The Bihar Pharmacist Hypertension Study was limited by not including a comparator group who were randomized to follow up in a traditional medical setting after screening. However, a comparator group was not included in the study design due to resource constraints. Geographic coverage was limited to two blocks in a single district of India; these results may not represent the feasibility of a community pharmacy model of hypertension care in other areas of India. However, the study’s setting was representative of large swathes of rural India suffering from poor public health infrastructure and lack of access to formal, standardized care. Our study design did not include data collection on out-of-pocket expenses of patients, and we did not model long-term health benefits. While a scale-up is likely to be beneficial, a future study on the cost-effectiveness analysis of a scaled-up task-sharing program can help compare the approach to other preventive programs. The participation in the program might have also been impacted as the study period partially overlapped with the second wave of the COVID19 pandemic in India (March–April 2021) [30]. The reduced mobility during this period may have caused a reduction in screenings and poor retention in care.
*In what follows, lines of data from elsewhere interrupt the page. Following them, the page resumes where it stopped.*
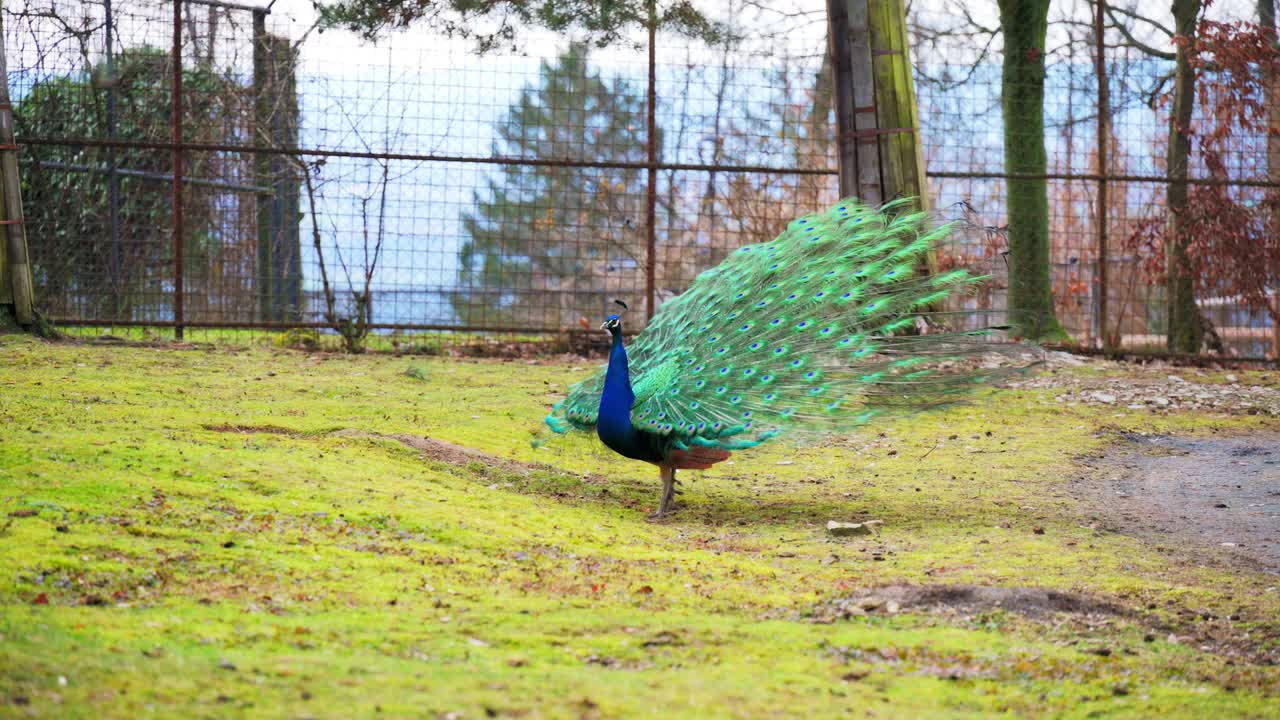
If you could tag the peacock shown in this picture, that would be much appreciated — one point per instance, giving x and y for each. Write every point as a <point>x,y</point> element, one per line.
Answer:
<point>818,331</point>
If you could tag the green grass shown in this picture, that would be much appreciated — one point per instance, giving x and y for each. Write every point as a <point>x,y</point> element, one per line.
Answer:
<point>156,564</point>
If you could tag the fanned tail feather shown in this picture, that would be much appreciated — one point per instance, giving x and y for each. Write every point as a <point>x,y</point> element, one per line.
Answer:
<point>804,335</point>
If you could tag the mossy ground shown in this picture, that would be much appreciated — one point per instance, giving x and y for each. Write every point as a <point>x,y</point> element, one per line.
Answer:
<point>199,532</point>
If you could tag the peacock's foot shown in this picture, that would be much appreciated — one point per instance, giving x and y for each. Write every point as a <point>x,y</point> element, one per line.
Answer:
<point>668,495</point>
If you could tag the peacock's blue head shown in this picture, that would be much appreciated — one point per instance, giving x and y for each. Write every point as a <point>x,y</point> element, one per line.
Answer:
<point>613,323</point>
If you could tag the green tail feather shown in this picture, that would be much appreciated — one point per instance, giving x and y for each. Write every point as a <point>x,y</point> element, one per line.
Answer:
<point>800,335</point>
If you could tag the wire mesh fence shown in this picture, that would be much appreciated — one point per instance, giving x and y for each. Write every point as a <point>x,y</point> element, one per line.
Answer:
<point>414,185</point>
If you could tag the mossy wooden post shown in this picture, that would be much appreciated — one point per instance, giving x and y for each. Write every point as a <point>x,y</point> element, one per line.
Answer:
<point>850,45</point>
<point>275,117</point>
<point>16,290</point>
<point>1031,287</point>
<point>896,112</point>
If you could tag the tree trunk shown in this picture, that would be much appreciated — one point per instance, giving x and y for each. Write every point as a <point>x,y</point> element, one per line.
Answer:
<point>1031,292</point>
<point>1271,90</point>
<point>1184,322</point>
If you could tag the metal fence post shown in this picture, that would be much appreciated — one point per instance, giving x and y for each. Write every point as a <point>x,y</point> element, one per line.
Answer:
<point>652,172</point>
<point>177,171</point>
<point>1104,165</point>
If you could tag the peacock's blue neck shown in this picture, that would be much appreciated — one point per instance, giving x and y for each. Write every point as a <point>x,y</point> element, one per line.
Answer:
<point>613,423</point>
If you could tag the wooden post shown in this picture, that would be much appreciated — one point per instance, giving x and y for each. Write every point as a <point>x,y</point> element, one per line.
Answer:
<point>897,117</point>
<point>1100,50</point>
<point>650,267</point>
<point>275,118</point>
<point>176,192</point>
<point>855,100</point>
<point>16,287</point>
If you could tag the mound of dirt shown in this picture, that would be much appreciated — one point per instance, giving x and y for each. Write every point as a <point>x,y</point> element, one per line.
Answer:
<point>967,600</point>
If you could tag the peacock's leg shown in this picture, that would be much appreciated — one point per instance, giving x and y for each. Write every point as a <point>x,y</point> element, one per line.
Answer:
<point>668,491</point>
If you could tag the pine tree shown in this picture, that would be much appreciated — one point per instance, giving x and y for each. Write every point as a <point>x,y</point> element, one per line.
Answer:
<point>548,245</point>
The experiences and outcomes of the Bihar Pharmacist Hypertension Study provide policymakers with a plausible model for collaborating with the private sector to increase access to healthcare for chronic conditions like hypertension in areas with weak public healthcare delivery capacity. Although our program employed its own itinerant GP, other intervention designs could be tested. For example, the GP could supervise pharmacist care by way of telemedicine consultations, or pharmacists could screen patients but refer them to the nearest primary health center in the public health system for diagnosis and follow up care. Similar approach has yielded encouraging results in treating drug-resistant TB in India and identifying new TB cases [31]. Community pharmacy-based hypertension management programs will require increased expenditure but an effective linkage program for hypertension management can avoid developing new infrastructure and trained health worker capacity needed to expand hypertension treatment coverage. Investment cost is also offset by avoided tertiary care spend for treatment of CVDs [29], which has rapidly emerged as one of the largest items of expenditure under state and central government health insurance schemes [32]. Together, these practical economic considerations add up to a strong case for public sector investment in task-sharing preventive care programs that can promise desirable health outcomes for hypertension and other chronic diseases.

Conclusion

The Bihar Pharmacist Hypertension study demonstrated the feasibility of team-based hypertension care involving community pharmacists in rural India. Hypertension outcomes were favorable among the one-third of enrolled patients who returned for follow up. However, to be successful, team-based care programs involving pharmacists must improve patient retention by focusing on aligning provider and patient incentives to improve quality in terms of patient screenings, enrollment, and retention.

Summary

What is known on this topic?

  • Task-sharing with non-physician healthcare workers can aid in the management of hypertension in resource-constrained settings.

  • Rural India, while lacking formal care facilities, is catered by more than 800,000 private pharmacies.

  • There are no known studies of task-sharing with private-sector pharmacies to aid the management of hypertension.

What this study adds

  • Task-sharing with private sector pharmacies can lead to the early detection of hypertension, and lead to improved outcomes in the control of blood pressure in rural India.

  • Managing patient retention and incentives for pharmacist participation is important for the success of a task-sharing initiative.